Advanced Food Image Recognition Technology by Deep Learning
The global image recognition market size was valued at nearly US$23 billion in 2018 and is projected to expand at a CAGR of 19% between 2018 and 2025. Within this rapidly-growing market is an emerging segment that combines image recognition technology and deep learning methods to automatically and accurately identify food from user-generated photos. Food recognition technology can be used to power mobile applications in the healthcare, F&B, and lifestyle industries. When deployed in healthcare and wellness apps, for example, food recognition technology can enable nutrition tracking and diet recommendations while, for F&B businesses, it can produce data and insights about the dishes that are popularly photographed and shared on social media.

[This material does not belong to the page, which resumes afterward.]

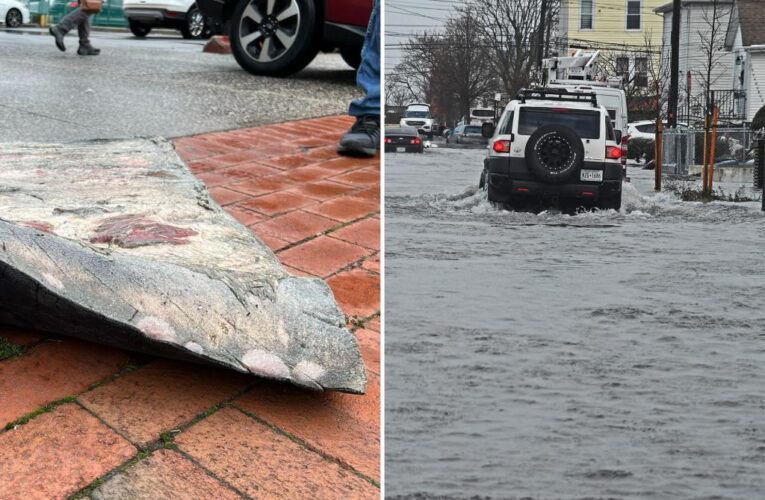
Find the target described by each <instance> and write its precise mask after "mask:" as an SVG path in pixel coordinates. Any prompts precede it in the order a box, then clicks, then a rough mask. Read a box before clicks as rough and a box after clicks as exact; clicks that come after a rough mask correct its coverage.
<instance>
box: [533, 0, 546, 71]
mask: <svg viewBox="0 0 765 500" xmlns="http://www.w3.org/2000/svg"><path fill="white" fill-rule="evenodd" d="M541 8H542V12H541V13H540V14H539V34H538V35H537V52H536V56H537V69H538V71H539V74H540V75H541V74H542V54H544V44H545V21H546V20H547V0H542V6H541Z"/></svg>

This invention relates to an alignment and transfer network (ATNet) which is a deep learning-based approach for food recognition from user-generated photos. It uses privileged information (PI) to enhance conventional image-based food classification and is the first to combine knowledge graphs and item recommendation systems. Experimental comparison results suggest that it is able to achieve a comparatively higher accuracy than other algorithms.

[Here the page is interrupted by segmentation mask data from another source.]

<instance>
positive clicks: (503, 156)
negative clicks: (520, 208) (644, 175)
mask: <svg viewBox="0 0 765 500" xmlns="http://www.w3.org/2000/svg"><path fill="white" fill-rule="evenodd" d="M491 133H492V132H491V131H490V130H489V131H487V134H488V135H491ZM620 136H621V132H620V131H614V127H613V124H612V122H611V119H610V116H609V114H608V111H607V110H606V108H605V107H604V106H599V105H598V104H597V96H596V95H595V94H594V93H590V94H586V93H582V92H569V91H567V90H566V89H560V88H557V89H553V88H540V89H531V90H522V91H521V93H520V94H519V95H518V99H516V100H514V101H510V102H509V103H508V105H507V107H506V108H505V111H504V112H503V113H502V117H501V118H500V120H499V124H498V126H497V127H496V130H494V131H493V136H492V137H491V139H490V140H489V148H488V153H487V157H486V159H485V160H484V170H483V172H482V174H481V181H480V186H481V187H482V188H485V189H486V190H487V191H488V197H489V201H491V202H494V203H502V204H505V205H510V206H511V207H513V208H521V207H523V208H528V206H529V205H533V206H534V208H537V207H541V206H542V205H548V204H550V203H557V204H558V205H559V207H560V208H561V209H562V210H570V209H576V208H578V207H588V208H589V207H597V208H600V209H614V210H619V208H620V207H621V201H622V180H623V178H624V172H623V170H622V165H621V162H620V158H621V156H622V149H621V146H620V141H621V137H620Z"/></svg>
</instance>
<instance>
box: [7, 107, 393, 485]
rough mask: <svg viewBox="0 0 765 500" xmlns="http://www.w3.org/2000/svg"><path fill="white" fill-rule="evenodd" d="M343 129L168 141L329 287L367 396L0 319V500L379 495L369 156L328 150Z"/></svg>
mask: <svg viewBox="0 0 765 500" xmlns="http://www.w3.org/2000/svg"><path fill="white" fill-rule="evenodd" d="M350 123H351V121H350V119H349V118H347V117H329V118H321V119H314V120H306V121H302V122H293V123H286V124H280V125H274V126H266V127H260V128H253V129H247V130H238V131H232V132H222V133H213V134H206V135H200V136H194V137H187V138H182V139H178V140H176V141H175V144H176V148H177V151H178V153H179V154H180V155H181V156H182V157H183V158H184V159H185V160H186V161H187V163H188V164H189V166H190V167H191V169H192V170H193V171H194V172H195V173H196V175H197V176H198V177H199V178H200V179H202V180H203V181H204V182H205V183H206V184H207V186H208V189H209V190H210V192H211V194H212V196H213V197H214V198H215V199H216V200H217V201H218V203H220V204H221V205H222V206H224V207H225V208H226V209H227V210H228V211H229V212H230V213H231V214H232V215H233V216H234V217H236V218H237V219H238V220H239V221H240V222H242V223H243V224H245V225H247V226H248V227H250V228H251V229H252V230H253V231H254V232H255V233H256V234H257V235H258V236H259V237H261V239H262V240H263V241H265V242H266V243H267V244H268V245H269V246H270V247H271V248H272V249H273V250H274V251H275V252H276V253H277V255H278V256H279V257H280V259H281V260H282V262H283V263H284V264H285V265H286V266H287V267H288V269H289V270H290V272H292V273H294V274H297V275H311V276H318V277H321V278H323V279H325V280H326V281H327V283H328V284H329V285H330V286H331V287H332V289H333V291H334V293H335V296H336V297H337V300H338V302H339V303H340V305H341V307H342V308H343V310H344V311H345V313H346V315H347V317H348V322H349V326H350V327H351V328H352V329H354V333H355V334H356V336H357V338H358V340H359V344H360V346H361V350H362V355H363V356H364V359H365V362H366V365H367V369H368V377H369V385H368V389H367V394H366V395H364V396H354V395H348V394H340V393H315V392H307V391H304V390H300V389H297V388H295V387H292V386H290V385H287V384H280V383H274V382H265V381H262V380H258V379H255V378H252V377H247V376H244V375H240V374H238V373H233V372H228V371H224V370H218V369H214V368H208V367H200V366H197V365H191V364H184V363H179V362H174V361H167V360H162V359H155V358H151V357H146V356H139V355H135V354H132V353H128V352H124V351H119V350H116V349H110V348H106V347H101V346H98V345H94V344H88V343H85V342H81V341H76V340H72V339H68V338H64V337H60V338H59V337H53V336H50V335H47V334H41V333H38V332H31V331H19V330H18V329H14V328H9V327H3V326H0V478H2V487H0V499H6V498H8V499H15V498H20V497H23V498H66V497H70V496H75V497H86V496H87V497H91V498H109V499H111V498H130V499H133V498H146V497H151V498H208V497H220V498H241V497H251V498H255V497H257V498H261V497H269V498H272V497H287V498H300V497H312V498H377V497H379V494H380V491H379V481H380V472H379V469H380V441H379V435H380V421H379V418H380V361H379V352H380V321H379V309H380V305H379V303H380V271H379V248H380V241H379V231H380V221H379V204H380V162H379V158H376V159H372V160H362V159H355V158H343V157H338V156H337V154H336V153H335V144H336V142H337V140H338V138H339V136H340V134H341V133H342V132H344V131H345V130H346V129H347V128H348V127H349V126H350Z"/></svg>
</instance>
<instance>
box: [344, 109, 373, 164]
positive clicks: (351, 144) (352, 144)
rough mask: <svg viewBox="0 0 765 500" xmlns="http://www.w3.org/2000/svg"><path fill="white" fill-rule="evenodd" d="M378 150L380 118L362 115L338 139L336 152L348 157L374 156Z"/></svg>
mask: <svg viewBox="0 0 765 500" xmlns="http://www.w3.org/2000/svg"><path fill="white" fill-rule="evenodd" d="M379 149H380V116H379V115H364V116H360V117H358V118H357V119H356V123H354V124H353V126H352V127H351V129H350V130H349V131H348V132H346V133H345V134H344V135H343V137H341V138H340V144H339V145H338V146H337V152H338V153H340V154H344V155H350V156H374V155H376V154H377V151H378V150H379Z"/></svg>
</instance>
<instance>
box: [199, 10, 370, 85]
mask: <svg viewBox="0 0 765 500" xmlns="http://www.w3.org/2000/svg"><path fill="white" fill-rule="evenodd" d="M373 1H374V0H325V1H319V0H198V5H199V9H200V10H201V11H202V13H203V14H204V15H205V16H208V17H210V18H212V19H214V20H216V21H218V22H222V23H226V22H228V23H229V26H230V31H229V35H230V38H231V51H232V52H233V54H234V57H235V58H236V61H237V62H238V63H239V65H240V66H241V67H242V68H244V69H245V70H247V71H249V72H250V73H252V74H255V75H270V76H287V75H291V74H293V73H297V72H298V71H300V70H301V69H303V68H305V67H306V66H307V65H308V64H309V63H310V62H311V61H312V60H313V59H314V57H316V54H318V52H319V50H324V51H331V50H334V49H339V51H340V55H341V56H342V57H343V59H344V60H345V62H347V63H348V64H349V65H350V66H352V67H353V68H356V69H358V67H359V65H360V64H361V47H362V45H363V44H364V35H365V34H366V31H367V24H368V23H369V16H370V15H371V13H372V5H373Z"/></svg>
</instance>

The technology is based on a two-stage algorithm. After receiving food images and PI, which refers to any descriptive information for the corresponding images, the first stage includes a partial heterogeneous transfer method that aligns the features of the image and PI in the same space. It then applies statistical priors to model PI distribution under different food classes to enable a pipeline which uses the recovered PI for food classification. The technology then fuses food recognition results from two views—the conventional image classification and the classification using the recovered PI—to produce a more refined result. It can use any state-of-the-art convolutional neural network (CNN) model in the image channel and is able to consistently improve the CNN’s performance in terms of result accuracy.